Metal stocks suffered a blow late in the session due to renewed tightening talk, becoming the biggest downward driver for the index in the day. Minmetals Development ended down 4.4 percent and Tongling Nonferrous Metal Group slumped 6.2 percent.
Banks, on the other hand, were the biggest upward driver for the index amid expectations that strong 2010 results will push their valuations to new lows. Shanghai Pudong Development Bank, the top index mover as a single stock, jumped 4.4 percent.
Sixteen mainland-listed stocks all rose except Minsheng Banking, whose shares were suspended on a plan to raise about $3 billion in a share sale.
China Construction Bank, one of the most active stocks of the day, closed up 3.3 percent. CCB is one of six banks among the top 10 stocks which have the lowest 2010 forecast price earnings ratios.
Australia Slips on Flood Fears
Australian stocks closed weaker on Friday after lower commodity prices dragged miners lower while concerns about the economic impact of severe floods in Queensland state added to the negative sentiment.
While other major Asian markets were higher, Australian stocks have floundered with volumes thin in post-holiday trade this week although stronger industrials and consumer stocks cushioned some of the blow on Friday.
Global miner Rio Tinto , which has mining operations affected by the flooding, fell 1.8 percent while BHP Billiton declined 1.2 percent.
Australia's coal industry is expected to face months of disruptions as reports emerged Friday of key rail and road links being washed away by flooding which was a major influence on the local market this week amid estimates the nation's economy could take a $5 billion hit.
Shares in miners affected by the floods have been hit although some brokers believe rising coal prices could benefit some stocks.
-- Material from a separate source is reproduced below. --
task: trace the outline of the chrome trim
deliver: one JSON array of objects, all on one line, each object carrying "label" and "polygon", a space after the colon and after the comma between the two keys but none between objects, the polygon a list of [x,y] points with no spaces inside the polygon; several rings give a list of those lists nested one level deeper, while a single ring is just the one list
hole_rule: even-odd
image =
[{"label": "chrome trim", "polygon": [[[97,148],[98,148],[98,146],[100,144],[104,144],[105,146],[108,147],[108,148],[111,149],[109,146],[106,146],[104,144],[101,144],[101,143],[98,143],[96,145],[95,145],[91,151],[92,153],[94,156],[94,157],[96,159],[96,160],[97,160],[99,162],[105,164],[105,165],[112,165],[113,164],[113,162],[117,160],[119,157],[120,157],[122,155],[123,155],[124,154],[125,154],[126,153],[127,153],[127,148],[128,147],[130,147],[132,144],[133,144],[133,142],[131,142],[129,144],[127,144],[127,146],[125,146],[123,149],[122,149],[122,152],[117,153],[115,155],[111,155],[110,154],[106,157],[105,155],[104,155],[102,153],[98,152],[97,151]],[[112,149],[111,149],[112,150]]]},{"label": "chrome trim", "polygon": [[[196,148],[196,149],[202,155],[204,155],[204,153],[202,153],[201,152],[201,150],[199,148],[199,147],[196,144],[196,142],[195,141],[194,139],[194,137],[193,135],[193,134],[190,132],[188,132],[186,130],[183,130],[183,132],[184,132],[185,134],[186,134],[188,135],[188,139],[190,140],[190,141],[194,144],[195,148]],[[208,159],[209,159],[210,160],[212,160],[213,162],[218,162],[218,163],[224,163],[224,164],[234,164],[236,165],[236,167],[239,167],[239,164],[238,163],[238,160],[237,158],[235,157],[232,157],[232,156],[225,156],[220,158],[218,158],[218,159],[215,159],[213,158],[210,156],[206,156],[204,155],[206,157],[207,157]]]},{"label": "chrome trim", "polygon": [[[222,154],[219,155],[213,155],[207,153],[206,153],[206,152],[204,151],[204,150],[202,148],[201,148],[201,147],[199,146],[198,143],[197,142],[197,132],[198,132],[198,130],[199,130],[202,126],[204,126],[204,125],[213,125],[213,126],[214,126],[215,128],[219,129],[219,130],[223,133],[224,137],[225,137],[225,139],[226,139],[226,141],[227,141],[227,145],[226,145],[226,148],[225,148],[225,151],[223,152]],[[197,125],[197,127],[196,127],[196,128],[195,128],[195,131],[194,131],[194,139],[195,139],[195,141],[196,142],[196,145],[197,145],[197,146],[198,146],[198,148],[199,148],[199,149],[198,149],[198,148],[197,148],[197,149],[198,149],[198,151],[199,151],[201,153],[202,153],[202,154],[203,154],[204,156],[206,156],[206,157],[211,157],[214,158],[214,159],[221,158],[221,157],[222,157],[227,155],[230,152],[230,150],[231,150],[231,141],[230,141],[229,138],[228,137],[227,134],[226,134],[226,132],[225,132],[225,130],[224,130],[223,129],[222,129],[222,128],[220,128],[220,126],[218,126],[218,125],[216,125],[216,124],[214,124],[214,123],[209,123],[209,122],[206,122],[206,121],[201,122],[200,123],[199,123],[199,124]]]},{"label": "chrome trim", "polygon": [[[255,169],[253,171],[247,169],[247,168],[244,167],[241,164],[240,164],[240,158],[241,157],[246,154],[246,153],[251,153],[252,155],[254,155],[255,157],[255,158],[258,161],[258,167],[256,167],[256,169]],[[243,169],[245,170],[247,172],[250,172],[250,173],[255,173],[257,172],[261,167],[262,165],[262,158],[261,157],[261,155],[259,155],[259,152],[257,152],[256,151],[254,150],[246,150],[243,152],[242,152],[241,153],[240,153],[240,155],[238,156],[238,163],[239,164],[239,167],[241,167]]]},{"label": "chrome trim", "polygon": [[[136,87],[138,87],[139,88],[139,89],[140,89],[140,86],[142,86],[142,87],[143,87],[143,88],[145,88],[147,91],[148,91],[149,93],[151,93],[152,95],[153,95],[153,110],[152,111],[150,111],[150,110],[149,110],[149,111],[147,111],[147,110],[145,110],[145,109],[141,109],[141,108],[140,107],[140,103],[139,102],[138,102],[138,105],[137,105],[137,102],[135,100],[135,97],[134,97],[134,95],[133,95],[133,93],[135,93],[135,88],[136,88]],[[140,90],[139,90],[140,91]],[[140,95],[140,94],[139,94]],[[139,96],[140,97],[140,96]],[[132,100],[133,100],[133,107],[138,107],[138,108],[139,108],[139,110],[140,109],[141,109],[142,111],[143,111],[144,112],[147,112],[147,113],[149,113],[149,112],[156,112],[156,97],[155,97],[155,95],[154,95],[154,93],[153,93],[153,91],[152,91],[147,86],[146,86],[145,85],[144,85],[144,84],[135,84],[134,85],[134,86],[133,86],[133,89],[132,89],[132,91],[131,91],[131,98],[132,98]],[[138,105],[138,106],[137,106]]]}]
Shares in Coal of Africa , which does not have exposure to the flood-stricken region, rose 8.9 percent to A$1.71.
Coal haulage firm QR National initially fell 1.1 percent on local media reports that damage to its infrastructure from the flooding would significantly impact its earnings. The stock later recovered to trade 1.9 percent higher at A$2.71, outperforming the wider market.
Cockatoo Coal shares fell 4.0 percent after it said it expected production at a Queensland mine to be delayed several weeks.
Australian stock market operator ASX made clear on Friday it expected miners and other flood-affected companies to make prompt disclosures to investors about the impact on their operations. So far, only a very few miners have issued detailed updates on the flood impacts.
The benchmark S&P/ASX 200 index closed 19.983 points lower at 4,705.0.
Consumer and industrial stocks cushioned the losses. Building products group CSR rose 3.6 percent after announcing details of a special dividend as it returns A$800 million to shareholders.
Australian rare earths miner Lynas Corp fell 7.5 percent to A$1.915 following substantial gains in the stock since China cut its export quotas for rare earth minerals late last year. Rare earths explorer Arafura fell 7.5 percent.
Singapore's Straits Times Index fell 0.56 percent while the KL Composite rose 0.2 percent.
Shares of Singapore's Kim Eng Holdings surged as much 13 percent on Friday after Malaysia's largest lender Maybank offered to buy the stockbroker for $1.4 billion.